Pegeen Jezebel Margaret Vail was born on August 18, 1925, in Ouchy, Switzerland, the daughter of Peggy Guggenheim and artist Laurence Vail. She spent her childhood with her family in France, attending a bilingual school in Neully. When her parents separated, she followed her mother to Paris and then, at the beginning of the 1930s, to Wales. She showed a particular talent for art and was encouraged by her meetings with the artists who exhibited at Guggenheim Jeune, the London gallery belonging to her mother. In the summer of 1938, aged twelve, she exchanged work with the Surrealist painter Yves Tanguy.
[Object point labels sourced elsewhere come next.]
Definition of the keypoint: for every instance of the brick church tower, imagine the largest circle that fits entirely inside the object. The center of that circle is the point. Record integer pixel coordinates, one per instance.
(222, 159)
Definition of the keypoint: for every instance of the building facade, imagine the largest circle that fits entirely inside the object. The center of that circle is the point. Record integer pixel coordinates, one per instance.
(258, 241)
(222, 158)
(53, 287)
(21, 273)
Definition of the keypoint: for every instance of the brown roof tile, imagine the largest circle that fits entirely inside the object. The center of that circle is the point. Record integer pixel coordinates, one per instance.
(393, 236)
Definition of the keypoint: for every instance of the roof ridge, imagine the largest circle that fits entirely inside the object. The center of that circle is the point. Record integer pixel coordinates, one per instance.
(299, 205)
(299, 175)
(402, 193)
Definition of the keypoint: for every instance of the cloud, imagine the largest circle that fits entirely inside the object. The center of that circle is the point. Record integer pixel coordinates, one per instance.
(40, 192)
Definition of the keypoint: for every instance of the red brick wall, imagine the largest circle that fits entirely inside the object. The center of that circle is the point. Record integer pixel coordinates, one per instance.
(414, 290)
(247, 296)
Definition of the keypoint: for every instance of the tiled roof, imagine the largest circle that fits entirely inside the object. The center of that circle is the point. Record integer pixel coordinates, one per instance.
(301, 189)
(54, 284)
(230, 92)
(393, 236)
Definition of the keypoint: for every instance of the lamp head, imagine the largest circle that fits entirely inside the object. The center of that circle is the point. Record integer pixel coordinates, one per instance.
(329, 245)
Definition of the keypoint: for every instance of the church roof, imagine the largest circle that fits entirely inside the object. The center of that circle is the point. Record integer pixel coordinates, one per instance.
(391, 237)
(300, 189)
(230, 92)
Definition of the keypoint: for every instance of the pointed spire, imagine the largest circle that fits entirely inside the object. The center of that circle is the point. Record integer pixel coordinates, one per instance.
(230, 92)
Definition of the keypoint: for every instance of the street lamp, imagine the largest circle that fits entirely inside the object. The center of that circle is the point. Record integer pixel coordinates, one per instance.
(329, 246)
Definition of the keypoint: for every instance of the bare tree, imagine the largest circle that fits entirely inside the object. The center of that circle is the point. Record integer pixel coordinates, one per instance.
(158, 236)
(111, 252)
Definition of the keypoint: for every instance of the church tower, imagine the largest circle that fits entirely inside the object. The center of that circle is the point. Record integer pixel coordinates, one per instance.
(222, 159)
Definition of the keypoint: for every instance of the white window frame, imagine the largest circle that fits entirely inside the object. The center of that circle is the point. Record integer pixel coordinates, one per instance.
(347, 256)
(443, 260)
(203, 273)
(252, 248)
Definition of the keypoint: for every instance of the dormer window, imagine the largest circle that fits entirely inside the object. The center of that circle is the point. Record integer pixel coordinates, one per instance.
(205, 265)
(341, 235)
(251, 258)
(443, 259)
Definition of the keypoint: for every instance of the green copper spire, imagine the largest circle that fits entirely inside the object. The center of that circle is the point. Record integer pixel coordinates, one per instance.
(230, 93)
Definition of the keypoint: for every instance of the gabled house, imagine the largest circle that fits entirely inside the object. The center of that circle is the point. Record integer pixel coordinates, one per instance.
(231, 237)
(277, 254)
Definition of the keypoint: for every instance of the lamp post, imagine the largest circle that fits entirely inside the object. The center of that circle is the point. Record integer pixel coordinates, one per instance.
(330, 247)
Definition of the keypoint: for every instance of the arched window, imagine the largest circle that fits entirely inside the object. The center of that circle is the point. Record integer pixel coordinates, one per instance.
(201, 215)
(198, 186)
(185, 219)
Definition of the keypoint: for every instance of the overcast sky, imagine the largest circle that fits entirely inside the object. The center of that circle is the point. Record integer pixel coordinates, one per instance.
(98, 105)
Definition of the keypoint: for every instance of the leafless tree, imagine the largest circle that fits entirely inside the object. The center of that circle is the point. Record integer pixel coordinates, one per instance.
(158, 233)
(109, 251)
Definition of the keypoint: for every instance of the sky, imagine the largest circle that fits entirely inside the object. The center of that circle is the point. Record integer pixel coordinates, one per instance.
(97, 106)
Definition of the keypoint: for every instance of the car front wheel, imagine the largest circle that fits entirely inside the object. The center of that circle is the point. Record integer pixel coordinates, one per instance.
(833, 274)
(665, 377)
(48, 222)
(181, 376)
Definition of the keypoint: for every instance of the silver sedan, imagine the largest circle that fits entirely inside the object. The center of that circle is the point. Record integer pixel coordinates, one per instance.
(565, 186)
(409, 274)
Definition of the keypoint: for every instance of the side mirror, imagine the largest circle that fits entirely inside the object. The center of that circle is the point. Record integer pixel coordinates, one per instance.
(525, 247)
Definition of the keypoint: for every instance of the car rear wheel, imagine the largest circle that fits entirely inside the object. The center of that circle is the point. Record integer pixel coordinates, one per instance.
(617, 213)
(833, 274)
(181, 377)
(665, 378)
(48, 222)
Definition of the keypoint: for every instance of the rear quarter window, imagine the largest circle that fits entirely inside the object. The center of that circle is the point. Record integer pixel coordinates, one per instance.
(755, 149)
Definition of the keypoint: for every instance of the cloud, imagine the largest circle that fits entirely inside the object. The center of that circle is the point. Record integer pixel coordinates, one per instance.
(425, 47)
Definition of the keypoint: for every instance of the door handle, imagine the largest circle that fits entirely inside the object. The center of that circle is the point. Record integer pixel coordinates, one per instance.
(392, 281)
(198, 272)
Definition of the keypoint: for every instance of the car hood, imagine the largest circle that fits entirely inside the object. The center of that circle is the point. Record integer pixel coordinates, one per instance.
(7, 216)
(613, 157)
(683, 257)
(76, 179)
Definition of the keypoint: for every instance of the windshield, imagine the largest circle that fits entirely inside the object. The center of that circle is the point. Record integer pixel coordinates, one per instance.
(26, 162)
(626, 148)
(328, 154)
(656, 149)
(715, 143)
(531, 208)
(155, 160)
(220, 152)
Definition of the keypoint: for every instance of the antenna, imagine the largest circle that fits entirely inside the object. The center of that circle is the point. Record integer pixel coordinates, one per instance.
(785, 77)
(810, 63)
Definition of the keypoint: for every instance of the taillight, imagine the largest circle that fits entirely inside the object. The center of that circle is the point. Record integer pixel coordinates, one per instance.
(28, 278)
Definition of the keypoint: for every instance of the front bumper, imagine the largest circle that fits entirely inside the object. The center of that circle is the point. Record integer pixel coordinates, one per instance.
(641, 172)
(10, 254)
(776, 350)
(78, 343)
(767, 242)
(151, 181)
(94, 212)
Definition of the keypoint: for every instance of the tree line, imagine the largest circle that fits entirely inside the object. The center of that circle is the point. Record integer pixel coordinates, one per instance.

In the autumn of that year, she took part in the Exhibition of Paintings and Drawings by Children show, curated by Guggenheim for the launch of the gallery’s second season.

Back in France in 1940, she attended a school for expatriates outside Paris and the following year she moved to New York where she enrolled in the Lenox School, annexed to the prestigious Finch Junior College. Meanwhile she continued to paint, participating in the Exhibition by 31 Women, held at her mother’s New York museum-gallery Art of This Century in 1943. Following a trip to Mexico that summer, she returned to New York, where she gave up her studies and began a relationship with the artist Jean Hélion, whom she later married. In 1945, she participated in a second show held at Art of This Century devoted to women artist, entitled The Women. The following year she had her first solo exhibition at the same gallery, showing oil paintings, drawings, and gouaches that depicted scenes populated with doll-like figures, rendered in a naïf style.

In the mid-1950s she moved to her mother’s Venetian palace and set up her studio in the basement. In 1957 she accompanied her to London for the opening of one of Francis Bacon’s shows at the Hanover Gallery, where she met artist Ralph Rumney. She married Rumney the following year and together they moved first to the Île Saint-Louis in Paris and then to Venice. At the beginning of the 1960s she met Egidio Costantini, who "translated" her drawings into glass sculptures and, in the winter of 1966, she held several exhibitions in Canada, Stockholm, and Philadelphia. She died in Paris on March 1, 1967.